In some cases, this low demand may be due to payment timing; most insurers offer insurance (and require premium payments) at planting time, when farmers are typically cash-constrained due to purchases of seeds and other materials.
Harare-based Agronomist Dr John Basera, said it is imperative that farmers insure their crops in face of ravaging effects of climate change.
“I think on a crop by crop such as tobacco, yes, they do insure and some on a certain proportion they also insure on wheat production.
“But generally, farmers do not have literacy around insurance, but yes, I think it is one of the many ways of adapting to issues of climate change”, he said.
In Western region Kenya, about 80 percent of the working population works in agriculture, mainly sugarcane, and small-scale farmers account for the vast majority of agricultural production.
The Agricultural Microinsurance for Sugar Cane Farmers in Kenya plays a pivotal role in safeguarding risks and disasters that might affect sugar cane production. The insurance company is credited for sugarcane success in Kenya.
However, in Tanzania only 1 percent of farmers have insurance, and rates are similar in other SADC countries, as part of the poverty trap.
The individual and national vulnerability to variable weather patterns is huge, and yet state level, cross-subsidised insurance would come at a relatively low cost.
There is need for the development of appropriate financial instruments for agricultural risk insurance, which should be heavily subsidised by the state to improve African agricultural production in Africa.
Rwanda, for instance, has its biggest source of income from agriculture, which contributes 39 percent of GDP, employing 75 percent of the population in mainly subsistence agriculture.
Main agricultural products are coffee, tea, bananas and coconuts which are mainly exported to neighbouring countries.
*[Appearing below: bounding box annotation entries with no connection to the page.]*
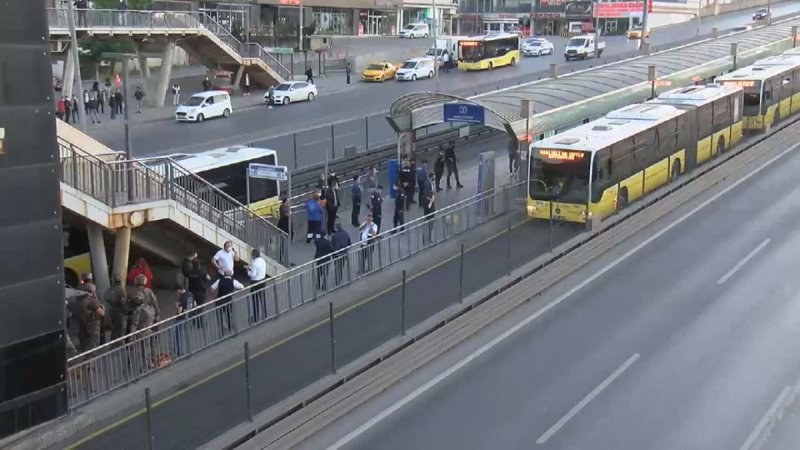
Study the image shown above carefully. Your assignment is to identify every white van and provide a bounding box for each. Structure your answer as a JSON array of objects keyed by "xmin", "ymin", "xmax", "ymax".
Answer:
[
  {"xmin": 397, "ymin": 23, "xmax": 430, "ymax": 39},
  {"xmin": 175, "ymin": 91, "xmax": 233, "ymax": 122},
  {"xmin": 396, "ymin": 58, "xmax": 435, "ymax": 81}
]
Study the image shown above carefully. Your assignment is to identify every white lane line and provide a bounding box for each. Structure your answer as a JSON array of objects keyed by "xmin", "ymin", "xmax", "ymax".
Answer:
[
  {"xmin": 740, "ymin": 386, "xmax": 792, "ymax": 450},
  {"xmin": 717, "ymin": 238, "xmax": 769, "ymax": 284},
  {"xmin": 536, "ymin": 353, "xmax": 639, "ymax": 445},
  {"xmin": 328, "ymin": 142, "xmax": 800, "ymax": 450}
]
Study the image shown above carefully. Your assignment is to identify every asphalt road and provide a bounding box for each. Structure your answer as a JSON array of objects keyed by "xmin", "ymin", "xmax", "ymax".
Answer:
[
  {"xmin": 63, "ymin": 213, "xmax": 578, "ymax": 449},
  {"xmin": 86, "ymin": 2, "xmax": 800, "ymax": 167},
  {"xmin": 307, "ymin": 131, "xmax": 800, "ymax": 450}
]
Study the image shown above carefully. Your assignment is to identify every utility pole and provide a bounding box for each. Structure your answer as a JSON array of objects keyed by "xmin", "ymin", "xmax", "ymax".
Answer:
[
  {"xmin": 297, "ymin": 0, "xmax": 303, "ymax": 52},
  {"xmin": 641, "ymin": 0, "xmax": 650, "ymax": 48},
  {"xmin": 67, "ymin": 0, "xmax": 88, "ymax": 133}
]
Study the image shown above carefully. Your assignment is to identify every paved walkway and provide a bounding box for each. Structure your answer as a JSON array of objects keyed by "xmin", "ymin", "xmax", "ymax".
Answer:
[{"xmin": 291, "ymin": 153, "xmax": 509, "ymax": 265}]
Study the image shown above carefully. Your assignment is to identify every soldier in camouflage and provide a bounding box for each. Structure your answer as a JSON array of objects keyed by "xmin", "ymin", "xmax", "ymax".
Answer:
[{"xmin": 103, "ymin": 273, "xmax": 128, "ymax": 341}]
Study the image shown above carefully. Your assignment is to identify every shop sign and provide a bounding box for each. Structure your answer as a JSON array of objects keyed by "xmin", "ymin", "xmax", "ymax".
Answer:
[{"xmin": 596, "ymin": 0, "xmax": 653, "ymax": 19}]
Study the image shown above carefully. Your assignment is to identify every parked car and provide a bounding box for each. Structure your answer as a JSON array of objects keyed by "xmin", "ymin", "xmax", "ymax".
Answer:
[
  {"xmin": 361, "ymin": 61, "xmax": 397, "ymax": 82},
  {"xmin": 264, "ymin": 81, "xmax": 317, "ymax": 105},
  {"xmin": 753, "ymin": 8, "xmax": 772, "ymax": 20},
  {"xmin": 397, "ymin": 23, "xmax": 430, "ymax": 39},
  {"xmin": 175, "ymin": 91, "xmax": 233, "ymax": 122},
  {"xmin": 522, "ymin": 38, "xmax": 554, "ymax": 56},
  {"xmin": 397, "ymin": 58, "xmax": 436, "ymax": 81}
]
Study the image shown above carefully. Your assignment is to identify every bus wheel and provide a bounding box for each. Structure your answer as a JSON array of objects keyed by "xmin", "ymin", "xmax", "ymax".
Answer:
[
  {"xmin": 617, "ymin": 188, "xmax": 628, "ymax": 211},
  {"xmin": 670, "ymin": 159, "xmax": 681, "ymax": 181},
  {"xmin": 64, "ymin": 268, "xmax": 80, "ymax": 288}
]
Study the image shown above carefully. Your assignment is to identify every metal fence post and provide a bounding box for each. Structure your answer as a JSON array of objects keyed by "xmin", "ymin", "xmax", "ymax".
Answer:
[
  {"xmin": 400, "ymin": 270, "xmax": 406, "ymax": 336},
  {"xmin": 328, "ymin": 302, "xmax": 336, "ymax": 373},
  {"xmin": 144, "ymin": 388, "xmax": 155, "ymax": 450},
  {"xmin": 506, "ymin": 217, "xmax": 511, "ymax": 275},
  {"xmin": 244, "ymin": 342, "xmax": 253, "ymax": 422},
  {"xmin": 458, "ymin": 242, "xmax": 464, "ymax": 303},
  {"xmin": 289, "ymin": 133, "xmax": 297, "ymax": 171},
  {"xmin": 326, "ymin": 124, "xmax": 336, "ymax": 160}
]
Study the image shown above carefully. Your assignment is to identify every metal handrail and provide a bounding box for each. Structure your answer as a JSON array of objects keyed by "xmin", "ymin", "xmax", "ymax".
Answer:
[
  {"xmin": 68, "ymin": 183, "xmax": 525, "ymax": 408},
  {"xmin": 59, "ymin": 134, "xmax": 289, "ymax": 263}
]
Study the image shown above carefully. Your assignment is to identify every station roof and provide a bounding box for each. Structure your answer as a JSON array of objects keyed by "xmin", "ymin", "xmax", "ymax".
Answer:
[{"xmin": 391, "ymin": 19, "xmax": 800, "ymax": 136}]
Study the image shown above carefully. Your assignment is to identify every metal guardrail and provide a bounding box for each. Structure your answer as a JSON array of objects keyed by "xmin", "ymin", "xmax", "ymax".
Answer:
[
  {"xmin": 58, "ymin": 138, "xmax": 289, "ymax": 265},
  {"xmin": 47, "ymin": 8, "xmax": 292, "ymax": 81},
  {"xmin": 68, "ymin": 182, "xmax": 526, "ymax": 408}
]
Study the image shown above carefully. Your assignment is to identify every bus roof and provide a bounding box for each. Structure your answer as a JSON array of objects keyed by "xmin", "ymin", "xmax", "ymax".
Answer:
[
  {"xmin": 153, "ymin": 146, "xmax": 277, "ymax": 174},
  {"xmin": 534, "ymin": 103, "xmax": 685, "ymax": 153},
  {"xmin": 717, "ymin": 55, "xmax": 800, "ymax": 81},
  {"xmin": 459, "ymin": 33, "xmax": 519, "ymax": 41},
  {"xmin": 648, "ymin": 84, "xmax": 743, "ymax": 106}
]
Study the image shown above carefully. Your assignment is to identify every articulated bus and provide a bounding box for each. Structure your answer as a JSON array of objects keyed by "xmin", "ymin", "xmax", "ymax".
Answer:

The industry saw a decline in contribution to GDP between 2016-2017 due to bad rains plaguing the region of late.
NicozDiamond managing director, David Nyabadza, confirmed that they have packages for farmers with the view of contributing to agricultural production not only in Zimbabwe but for the continent.
“The main crop is tobacco which is insured, sugarcane, yes, we do insure a bit to the Lowveld.
“Our aim is to also contribute to macroeconomic performance of Zimbabwe and the continent,” he said.
Agriculture is the backbone of most African countries and governments should seriously consider various insurance premiums and policies to guard against unforeseen risks and disasters.
Some of the risks are as a result of climate change, theft or sometimes crop failure, a critical factor that farmers should put into
consideration in view of agricultural insurance.